Green Goddess Asparagus
Rated 5.0 stars by 3 users
Category
Side dish
Author:
Bex Blundy
Servings
4-6
Prep Time
5 minutes
Cook Time
3 minutes
Green goddess asparagus is a simple spring asparagus side that pairs just-cooked prime-season asparagus with a creamy herb sauce. This herby asparagus recipe builds the sauce around soft green herbs and a base of crème fraîche or yoghurt, bringing a fresh, mildly tangy flavour that balances the gentle sweetness of the spears.
Ready in around 10 minutes, start to plate, it works as a quick weeknight side, a starter for a dinner party or part of a larger spring spread. The sauce keeps well for a couple of days and works equally well over salads, fish or new potatoes.
Ingredients
-
125g green asparagus
-
Handful fresh mint
-
Handful fresh parsley
-
Handful fresh dill
-
1 teaspoon capers
-
1 clove garlic
-
Zest and juice of 1 lemon
-
100g crème fraiche
-
Salt, to season
Directions
Prepare for the asparagus: Heat a pan of well-salted water until it reaches a rolling boil. Prepare a bowl of ice water on the side.

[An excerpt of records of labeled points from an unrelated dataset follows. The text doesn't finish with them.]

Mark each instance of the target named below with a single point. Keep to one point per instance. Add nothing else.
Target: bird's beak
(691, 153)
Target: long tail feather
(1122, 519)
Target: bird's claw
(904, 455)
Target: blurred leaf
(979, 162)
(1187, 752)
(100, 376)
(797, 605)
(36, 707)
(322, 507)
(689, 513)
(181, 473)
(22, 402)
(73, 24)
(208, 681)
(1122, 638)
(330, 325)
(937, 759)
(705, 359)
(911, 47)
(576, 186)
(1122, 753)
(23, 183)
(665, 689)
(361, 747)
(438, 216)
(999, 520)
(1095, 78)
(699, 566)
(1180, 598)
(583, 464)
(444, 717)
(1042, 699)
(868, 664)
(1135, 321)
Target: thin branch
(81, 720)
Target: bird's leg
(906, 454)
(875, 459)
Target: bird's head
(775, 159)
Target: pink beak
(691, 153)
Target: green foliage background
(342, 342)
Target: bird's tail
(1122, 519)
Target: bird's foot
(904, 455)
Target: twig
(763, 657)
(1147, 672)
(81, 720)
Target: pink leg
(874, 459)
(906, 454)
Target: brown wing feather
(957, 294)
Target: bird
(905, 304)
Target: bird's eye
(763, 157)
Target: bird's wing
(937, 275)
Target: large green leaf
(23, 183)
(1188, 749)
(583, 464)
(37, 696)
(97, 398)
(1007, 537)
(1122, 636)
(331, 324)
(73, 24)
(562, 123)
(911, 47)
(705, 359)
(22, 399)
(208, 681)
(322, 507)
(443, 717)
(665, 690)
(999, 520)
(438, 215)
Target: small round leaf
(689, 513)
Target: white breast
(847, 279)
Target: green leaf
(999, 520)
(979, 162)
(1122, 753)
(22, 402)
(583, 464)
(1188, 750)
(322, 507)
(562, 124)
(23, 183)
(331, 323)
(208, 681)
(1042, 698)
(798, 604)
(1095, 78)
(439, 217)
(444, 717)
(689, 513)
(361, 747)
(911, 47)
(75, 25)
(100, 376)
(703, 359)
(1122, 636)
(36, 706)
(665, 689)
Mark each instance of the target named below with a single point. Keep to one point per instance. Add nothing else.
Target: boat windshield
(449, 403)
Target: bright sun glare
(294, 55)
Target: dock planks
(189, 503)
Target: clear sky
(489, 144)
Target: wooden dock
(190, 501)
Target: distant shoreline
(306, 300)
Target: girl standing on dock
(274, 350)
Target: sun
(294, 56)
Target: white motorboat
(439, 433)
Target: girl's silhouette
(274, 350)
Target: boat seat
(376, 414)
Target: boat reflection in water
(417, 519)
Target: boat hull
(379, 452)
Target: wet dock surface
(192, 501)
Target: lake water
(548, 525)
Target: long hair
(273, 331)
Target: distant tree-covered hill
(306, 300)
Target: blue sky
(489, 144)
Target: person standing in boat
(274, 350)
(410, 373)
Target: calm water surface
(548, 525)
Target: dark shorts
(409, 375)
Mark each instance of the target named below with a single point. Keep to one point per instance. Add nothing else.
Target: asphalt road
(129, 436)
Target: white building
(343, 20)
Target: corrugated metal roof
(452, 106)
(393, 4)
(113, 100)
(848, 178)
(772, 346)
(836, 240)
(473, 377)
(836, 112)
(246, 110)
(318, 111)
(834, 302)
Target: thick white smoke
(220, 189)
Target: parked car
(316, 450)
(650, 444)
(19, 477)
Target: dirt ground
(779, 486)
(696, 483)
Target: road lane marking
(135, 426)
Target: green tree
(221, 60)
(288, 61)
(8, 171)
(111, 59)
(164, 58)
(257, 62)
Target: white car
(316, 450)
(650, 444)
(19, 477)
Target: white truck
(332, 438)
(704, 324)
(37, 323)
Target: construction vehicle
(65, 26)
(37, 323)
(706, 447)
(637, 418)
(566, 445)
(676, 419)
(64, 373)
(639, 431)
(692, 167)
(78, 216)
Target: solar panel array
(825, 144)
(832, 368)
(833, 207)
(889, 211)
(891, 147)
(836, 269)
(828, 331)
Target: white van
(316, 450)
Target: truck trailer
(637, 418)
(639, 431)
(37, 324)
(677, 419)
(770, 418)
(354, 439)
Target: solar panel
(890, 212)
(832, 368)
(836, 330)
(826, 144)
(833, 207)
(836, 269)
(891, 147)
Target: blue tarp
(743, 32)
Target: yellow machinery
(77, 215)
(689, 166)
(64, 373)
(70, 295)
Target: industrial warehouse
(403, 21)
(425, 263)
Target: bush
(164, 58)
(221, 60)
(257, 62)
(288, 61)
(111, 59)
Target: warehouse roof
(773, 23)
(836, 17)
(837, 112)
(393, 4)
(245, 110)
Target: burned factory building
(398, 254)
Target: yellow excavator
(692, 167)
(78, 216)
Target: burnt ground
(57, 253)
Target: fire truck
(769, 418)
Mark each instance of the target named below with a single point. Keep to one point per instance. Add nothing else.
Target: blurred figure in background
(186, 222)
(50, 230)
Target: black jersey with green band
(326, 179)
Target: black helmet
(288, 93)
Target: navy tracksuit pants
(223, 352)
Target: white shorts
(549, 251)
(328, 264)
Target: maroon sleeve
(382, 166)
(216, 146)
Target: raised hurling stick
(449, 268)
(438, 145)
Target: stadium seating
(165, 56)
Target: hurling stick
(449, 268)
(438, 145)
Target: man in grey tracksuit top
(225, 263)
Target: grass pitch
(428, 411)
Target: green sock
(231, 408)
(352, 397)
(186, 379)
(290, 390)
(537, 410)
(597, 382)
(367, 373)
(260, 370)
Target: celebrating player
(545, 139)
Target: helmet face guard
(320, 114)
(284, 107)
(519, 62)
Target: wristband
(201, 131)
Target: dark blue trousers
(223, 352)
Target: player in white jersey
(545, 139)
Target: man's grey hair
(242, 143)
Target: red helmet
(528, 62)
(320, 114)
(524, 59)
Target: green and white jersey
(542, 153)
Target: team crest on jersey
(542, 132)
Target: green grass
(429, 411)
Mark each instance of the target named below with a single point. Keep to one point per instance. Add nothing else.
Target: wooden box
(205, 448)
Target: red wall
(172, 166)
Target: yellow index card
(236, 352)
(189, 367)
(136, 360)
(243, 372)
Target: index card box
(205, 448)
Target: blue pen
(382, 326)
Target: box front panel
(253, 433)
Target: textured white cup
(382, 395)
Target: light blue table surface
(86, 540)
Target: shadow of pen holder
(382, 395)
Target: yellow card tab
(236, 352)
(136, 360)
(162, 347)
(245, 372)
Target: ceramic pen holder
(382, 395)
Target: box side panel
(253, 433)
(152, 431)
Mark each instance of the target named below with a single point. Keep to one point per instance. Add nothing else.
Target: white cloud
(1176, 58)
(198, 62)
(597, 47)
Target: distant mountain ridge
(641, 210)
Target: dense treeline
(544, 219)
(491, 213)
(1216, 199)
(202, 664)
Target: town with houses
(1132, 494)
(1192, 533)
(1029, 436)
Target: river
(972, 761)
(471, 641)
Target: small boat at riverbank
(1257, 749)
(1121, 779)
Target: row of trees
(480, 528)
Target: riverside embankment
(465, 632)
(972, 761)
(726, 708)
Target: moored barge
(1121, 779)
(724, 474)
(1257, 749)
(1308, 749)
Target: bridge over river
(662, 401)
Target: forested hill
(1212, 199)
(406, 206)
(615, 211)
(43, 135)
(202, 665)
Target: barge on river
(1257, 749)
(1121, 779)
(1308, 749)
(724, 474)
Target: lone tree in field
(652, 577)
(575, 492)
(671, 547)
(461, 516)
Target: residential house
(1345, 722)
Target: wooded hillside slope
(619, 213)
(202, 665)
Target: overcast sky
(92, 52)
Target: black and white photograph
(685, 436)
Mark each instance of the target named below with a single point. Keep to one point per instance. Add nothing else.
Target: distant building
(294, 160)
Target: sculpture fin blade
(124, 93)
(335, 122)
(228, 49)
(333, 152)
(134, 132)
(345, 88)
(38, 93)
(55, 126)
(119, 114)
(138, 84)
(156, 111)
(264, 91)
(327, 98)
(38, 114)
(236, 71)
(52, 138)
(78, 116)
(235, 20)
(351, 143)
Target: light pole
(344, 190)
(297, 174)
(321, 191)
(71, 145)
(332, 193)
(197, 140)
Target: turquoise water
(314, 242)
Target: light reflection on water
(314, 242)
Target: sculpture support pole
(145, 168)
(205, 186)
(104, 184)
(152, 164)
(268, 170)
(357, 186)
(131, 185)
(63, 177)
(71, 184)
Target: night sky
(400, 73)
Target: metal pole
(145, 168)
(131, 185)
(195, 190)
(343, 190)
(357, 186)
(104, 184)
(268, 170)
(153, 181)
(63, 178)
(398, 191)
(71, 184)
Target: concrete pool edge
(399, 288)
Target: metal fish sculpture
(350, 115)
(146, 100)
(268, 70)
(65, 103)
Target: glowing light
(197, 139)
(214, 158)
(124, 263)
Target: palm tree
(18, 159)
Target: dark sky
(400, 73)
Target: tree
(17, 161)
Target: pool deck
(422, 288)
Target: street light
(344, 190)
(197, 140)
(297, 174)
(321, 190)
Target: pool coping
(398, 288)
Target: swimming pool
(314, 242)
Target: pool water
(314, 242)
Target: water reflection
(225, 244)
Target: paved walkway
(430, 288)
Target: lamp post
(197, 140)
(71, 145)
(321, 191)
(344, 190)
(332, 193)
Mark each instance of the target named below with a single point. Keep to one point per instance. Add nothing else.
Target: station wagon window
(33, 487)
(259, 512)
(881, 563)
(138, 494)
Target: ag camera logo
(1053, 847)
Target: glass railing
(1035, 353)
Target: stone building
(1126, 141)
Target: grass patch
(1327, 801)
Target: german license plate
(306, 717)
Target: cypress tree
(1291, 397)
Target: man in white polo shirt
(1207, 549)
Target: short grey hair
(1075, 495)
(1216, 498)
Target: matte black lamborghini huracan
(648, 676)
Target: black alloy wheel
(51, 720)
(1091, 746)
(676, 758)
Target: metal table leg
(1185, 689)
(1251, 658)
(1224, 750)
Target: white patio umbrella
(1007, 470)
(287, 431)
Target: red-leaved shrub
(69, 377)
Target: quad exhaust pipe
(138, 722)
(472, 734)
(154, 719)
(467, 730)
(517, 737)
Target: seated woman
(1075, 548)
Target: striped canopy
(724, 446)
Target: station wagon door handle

Blanch the asparagus: For 3 minutes, then plunge into the ice water bowl as soon as 3 mins is up.
Make the sauce: By blending together the herbs, the garlic clove, the lemon juice and zest, the crème fraiche and some salt, to taste.
Serve: Spread the sauce onto a serving plate and top with the asparagus spears. Add a garnish of additional lemon zest and a pinch of flaky sea salt.
Recipe Video
Recipe Note
About Green Goddess Sauce
Green goddess sauce is a Californian creation from the 1920s, traditionally built around a base of mayonnaise or sour cream blitzed with anchovies, tarragon, chives, parsley and lemon. The modern version sits lighter on the plate, often leaning on crème fraîche, yoghurt or buttermilk to lift the dressing without losing its herby weight.
Pairing this creamy herb sauce with prime British asparagus is a natural fit: the gentle sweetness of just-cooked spears finds a soft anchor in the creamy base, while the soft herbs and lemon brighten the whole plate.The sauce reads as a finished dressing on its own and stores well for a couple of days.
Asparagus FAQs
When is asparagus in season?
In the UK, asparagus is in season and at it's best between April and July.
What does asparagus taste like?
Asparagus is a fresh and light spring vegetable with a mild flavour, so it can take a lot of zippy acidity from lemons or vinegar, and plenty of salt!
How to cook asparagus?
Blanching asparagus in boiling, salted water for 3 minutes, then plunging it immediately into a prepared bowl of ice water, will ensure it stays vibrantly green and with a toothsome texture. We also like to grill asparagus on high heat for a few minutes, or sear it with butter in a pan until it takes on some colour.